No leads on "cfffcc" though - there were 0 instances of it in OpenWebText. Not sure what this means.
But research by whom? Chinese research is notoriously siloed. GPT4 access is non-trivially restricted. There have been zero peeps about digging into this on Chinese forums, where there is little discussion in general about the paper. I remember it being mocked on Twitter as being an extremely expensive way to pirate data. It's just not that interesting for most people.
My experience with GPT2 is that out-of-context "glitch" tokens are mostly ignored.
Even glitch tokens like ⓘ, which has an extremely strong association with geology archives, only has partial effect if it's present out of context.

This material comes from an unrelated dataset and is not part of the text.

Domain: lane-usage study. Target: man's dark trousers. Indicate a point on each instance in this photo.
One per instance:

The "glitch" behavior is most prominent if you shine a "spotlight" of other tokens pointing directly at the location of the glitch token. This is what prompts like 'What is the nature of "ertodd"?' do. Normally, highly out-of-context tokens in conversational English are mostly stuff like usernames, dividing tokens, spam, encoding errors, SEO, ect. that simply don't help predict the next token of conversational English, so the model is trained to assign them very little importance. So the generation of subsequent tokens are based on treating the glitch token as non-existent, interpreting random perturbations as information (or potentially treating it as censored data), or just injecting the "vibes" of the token into following tokens.
Some glitch tokens "ertodd" (crypto spam) can break through, since they provide a lot of information about subsequent text, and belong perfectly well in conversational English.
Something similar happens with Japanese characters at GPT2's level of capabilities since it isn't capable enough to actually understand Japanese, and, in its training data, Japanese in the middle of English text almost always has a directly adjacent English translation, meaning ignoring Japanese is still the best option for minimizing loss.
Please inform me if I'm getting anything wrong - I'm working on a series of glitch posts.